Sicilia had always planned to return to New Haven. “I knew I wasn’t done with this area, there was that old sort of adolescent dream that I was going to come back,” she said. In early 2020, just a few months before the pandemic began to sweep the country, she made the move.
It was during lockdown, however, that Sicilia finally had the time to process her past and realize her dreams for the future. “Lockdown sort of made us all realize ourselves a lot better,” she said.
Coming to terms with her mother’s abuse and narcissism, she cut off all contact from her mother “except for holidays and her birthday.” Sicilia also began to gain awareness of the ways in which trauma had impacted her past behavior and relationships, as she realized how memories of verbal and physical abuse had resurfaced to shape her reactions to others.
Although already out as bisexual prior to the pandemic, it was in these past two years that Sicilia was able to come to terms with her identity as a transgender woman.
“I started asking myself these questions because I was like, there’s something deeper going on here,” Sicilia said. “I had a few ‘aha’ moments. … I had to unravel this and go back and look back at my childhood and be like, ‘Oh, wait a minute, this was it.’ I didn’t realize this was it.”
Sicilia first came out as transgender in January of this year.

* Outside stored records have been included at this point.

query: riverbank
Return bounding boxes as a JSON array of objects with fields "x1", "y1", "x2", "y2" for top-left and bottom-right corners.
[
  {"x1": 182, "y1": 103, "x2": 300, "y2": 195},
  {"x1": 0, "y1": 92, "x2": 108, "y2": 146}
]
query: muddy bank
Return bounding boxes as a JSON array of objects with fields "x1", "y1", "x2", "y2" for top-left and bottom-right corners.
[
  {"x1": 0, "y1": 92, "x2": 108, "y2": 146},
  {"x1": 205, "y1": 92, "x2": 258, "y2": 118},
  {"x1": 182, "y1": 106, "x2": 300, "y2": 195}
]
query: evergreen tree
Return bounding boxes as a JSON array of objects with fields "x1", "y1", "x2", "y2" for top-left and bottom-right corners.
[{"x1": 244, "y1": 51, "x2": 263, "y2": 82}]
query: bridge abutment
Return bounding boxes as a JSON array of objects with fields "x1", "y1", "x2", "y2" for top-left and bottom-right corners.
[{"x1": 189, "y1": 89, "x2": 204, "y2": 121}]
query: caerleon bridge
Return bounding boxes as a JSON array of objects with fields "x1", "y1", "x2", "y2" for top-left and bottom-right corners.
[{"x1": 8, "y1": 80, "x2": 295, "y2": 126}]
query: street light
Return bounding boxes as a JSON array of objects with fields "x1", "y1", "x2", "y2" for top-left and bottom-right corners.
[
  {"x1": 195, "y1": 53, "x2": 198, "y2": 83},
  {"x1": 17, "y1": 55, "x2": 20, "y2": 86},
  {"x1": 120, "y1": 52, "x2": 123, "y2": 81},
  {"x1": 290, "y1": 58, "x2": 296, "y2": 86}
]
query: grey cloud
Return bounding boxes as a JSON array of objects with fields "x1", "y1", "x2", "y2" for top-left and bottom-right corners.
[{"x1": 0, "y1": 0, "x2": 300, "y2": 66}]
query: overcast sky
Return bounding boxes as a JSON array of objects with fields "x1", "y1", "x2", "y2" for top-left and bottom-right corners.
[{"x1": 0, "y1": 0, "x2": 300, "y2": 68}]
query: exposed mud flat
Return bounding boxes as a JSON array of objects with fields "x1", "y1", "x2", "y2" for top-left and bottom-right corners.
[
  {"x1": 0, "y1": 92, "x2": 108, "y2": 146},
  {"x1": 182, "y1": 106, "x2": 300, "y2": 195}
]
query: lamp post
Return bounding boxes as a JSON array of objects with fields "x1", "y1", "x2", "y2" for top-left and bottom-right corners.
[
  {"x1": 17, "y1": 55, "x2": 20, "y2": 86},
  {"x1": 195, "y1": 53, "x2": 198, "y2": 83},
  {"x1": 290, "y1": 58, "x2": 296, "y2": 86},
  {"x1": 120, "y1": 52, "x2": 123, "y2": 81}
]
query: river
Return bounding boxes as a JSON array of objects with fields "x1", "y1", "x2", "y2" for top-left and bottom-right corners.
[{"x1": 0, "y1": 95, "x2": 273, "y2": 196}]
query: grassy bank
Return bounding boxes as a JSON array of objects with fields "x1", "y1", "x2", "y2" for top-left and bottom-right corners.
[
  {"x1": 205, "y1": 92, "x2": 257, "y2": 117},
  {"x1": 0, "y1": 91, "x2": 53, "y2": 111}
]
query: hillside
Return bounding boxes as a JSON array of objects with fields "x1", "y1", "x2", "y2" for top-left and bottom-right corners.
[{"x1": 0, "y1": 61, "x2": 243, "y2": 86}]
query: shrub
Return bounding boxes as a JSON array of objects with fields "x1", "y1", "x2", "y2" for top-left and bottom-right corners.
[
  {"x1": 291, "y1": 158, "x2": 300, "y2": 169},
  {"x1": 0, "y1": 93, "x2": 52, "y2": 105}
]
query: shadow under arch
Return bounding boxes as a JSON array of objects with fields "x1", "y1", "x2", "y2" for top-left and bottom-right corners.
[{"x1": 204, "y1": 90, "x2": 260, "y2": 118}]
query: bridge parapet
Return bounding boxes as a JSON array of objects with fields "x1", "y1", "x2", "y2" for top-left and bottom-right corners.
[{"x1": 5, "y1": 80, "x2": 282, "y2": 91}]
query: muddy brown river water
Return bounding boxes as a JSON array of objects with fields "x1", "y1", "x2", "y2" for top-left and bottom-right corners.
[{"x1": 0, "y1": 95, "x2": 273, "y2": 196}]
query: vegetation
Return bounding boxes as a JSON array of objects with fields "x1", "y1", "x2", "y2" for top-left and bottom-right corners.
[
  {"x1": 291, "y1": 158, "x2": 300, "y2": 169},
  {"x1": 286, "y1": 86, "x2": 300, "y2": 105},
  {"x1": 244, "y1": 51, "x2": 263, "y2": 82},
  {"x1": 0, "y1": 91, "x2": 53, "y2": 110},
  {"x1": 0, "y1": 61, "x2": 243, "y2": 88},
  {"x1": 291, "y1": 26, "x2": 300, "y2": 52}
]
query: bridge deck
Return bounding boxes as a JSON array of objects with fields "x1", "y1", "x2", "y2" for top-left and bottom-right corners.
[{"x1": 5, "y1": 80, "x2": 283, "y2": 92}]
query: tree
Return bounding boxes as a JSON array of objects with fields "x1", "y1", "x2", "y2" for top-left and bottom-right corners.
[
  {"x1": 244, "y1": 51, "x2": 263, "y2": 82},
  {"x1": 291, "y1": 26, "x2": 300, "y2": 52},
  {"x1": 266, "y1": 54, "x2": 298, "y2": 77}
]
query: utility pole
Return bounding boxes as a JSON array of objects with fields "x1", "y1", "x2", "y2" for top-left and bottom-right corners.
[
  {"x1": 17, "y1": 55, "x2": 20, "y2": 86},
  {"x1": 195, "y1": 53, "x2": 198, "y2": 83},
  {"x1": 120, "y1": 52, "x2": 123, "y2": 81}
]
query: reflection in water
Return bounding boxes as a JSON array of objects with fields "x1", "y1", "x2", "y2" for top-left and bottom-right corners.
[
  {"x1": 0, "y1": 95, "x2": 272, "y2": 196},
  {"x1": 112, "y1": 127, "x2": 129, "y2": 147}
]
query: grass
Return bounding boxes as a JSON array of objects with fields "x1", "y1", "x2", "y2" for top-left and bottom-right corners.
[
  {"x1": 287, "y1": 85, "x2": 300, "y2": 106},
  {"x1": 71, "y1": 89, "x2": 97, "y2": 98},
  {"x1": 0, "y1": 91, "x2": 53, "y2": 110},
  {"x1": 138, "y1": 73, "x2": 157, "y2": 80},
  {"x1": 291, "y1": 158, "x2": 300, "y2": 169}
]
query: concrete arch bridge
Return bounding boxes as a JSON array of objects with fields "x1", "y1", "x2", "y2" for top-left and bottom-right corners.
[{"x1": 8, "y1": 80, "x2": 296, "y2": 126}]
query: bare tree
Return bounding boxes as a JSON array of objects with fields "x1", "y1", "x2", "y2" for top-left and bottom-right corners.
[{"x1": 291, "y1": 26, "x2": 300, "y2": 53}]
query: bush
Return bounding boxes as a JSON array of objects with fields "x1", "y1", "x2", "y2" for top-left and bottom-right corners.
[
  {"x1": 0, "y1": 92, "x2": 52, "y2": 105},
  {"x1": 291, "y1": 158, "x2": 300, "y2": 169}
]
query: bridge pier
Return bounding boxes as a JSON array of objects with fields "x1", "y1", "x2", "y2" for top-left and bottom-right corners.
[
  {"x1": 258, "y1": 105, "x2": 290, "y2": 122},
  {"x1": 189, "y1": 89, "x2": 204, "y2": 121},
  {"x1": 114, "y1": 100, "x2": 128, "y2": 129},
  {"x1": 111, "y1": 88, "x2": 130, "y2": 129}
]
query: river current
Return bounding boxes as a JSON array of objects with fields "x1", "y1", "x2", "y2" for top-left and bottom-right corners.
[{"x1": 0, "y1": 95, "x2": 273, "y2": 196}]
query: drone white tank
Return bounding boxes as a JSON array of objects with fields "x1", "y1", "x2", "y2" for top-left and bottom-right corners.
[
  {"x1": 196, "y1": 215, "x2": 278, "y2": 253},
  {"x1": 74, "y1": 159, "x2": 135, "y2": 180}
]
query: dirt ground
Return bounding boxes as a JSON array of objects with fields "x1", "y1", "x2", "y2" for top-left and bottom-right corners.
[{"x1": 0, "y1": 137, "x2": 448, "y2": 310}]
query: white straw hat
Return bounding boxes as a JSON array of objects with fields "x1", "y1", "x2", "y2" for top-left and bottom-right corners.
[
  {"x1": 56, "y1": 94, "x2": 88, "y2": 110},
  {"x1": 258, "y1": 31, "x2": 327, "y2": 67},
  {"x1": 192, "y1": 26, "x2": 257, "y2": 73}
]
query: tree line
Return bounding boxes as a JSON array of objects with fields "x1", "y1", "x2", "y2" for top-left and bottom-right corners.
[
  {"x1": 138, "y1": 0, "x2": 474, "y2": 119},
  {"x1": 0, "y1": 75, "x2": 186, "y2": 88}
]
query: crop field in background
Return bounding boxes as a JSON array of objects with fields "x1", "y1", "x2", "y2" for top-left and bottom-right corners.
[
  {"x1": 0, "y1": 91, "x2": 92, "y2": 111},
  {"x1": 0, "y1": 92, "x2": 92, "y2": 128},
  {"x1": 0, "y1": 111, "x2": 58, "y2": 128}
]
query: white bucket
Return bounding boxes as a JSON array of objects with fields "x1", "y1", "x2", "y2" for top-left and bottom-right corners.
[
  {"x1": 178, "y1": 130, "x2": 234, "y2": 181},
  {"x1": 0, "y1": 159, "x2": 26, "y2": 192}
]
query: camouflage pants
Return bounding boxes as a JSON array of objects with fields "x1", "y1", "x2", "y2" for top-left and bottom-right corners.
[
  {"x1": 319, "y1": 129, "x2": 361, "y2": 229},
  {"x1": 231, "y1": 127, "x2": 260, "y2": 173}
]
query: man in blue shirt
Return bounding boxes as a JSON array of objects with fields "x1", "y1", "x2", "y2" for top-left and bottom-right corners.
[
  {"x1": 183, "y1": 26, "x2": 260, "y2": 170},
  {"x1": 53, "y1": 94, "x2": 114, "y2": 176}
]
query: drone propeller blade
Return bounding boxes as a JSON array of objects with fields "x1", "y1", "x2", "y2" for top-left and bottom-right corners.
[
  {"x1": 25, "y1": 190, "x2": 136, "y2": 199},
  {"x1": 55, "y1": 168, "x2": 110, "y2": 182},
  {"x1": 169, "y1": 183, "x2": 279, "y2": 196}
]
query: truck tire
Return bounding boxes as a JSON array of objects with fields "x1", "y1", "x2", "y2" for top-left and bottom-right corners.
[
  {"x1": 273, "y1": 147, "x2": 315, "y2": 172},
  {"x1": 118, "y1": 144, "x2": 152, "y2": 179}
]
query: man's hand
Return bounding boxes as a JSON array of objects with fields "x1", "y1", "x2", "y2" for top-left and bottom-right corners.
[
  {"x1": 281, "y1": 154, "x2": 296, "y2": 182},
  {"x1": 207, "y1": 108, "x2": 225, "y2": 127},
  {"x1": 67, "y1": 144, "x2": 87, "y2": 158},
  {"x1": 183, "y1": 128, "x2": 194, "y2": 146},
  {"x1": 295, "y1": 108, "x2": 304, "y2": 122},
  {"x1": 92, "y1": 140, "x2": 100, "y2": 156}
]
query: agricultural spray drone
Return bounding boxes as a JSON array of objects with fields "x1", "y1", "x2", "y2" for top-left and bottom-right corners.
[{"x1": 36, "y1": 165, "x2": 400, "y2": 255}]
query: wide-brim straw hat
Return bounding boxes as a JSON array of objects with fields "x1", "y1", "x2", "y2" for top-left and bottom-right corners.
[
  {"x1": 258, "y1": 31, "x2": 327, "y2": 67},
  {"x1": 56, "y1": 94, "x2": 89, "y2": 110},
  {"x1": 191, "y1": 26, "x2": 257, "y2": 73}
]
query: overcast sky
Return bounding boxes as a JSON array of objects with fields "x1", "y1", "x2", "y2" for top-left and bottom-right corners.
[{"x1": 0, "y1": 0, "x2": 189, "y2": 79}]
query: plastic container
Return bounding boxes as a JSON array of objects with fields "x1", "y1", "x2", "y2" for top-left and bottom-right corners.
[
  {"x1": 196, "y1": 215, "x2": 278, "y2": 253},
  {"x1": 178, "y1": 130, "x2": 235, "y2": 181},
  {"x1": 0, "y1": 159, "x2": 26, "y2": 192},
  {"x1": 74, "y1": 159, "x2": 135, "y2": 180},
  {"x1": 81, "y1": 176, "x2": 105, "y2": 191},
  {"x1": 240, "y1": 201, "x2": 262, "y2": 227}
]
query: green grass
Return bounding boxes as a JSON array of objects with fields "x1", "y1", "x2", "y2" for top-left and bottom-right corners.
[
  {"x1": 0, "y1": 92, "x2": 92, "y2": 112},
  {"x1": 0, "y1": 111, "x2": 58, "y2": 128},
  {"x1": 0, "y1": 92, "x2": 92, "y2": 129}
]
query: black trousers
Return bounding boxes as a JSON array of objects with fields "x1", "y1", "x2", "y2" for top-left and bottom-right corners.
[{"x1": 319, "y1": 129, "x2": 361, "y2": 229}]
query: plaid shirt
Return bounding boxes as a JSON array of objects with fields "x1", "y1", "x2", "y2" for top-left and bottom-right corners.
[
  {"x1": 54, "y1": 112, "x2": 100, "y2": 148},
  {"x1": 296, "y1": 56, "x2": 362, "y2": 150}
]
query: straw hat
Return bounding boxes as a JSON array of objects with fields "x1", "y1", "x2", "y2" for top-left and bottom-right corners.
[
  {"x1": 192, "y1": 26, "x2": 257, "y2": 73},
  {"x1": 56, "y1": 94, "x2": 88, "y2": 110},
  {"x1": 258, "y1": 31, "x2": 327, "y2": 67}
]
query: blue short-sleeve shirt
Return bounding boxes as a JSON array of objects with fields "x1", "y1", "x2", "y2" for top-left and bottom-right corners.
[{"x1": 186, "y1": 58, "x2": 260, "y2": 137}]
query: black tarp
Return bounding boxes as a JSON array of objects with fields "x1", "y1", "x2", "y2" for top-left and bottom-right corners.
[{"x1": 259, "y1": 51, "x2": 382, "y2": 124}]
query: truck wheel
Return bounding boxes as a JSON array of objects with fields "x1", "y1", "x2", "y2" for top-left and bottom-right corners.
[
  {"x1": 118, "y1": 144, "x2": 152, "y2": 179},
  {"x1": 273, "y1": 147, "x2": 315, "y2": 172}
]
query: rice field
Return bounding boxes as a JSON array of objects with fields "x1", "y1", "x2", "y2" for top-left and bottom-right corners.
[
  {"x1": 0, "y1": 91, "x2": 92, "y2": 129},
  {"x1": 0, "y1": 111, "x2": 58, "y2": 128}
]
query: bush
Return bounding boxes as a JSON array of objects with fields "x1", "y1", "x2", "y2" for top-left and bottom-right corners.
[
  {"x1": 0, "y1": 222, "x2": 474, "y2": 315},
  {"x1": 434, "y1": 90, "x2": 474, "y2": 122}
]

She will be starting hormone replacement therapy next month and has “already started going shopping.”
Starting with last Thursday’s performance, Sicilia also hopes to return to her life-long love for entertaining and the arts. After the showcase, she had felt stronger than ever that “this is what I still need to do … this is what has always driven me.” She realized that in her years of volunteering and trying to contribute to others she was also “putting off so much of what [she] wanted to do.”
She has plans to continue performing, begin writing again and create an artist’s page online.
“There is this constant evolution, but I’m feeling so much better,” Sicilia said. “I just turned 30, and I started asking myself, where do I want to be, who do I want to be, what do I want to do? And so that’s what made me realize I had to separate from my mother again … as I’m becoming this new person, what do I want around me and who and so on. And so I don’t feel any regrets so far. Everything feels right.”
Lana Sicilia lives in the Edgewood neighborhood of New Haven. One day, she hopes to write her own memoirs.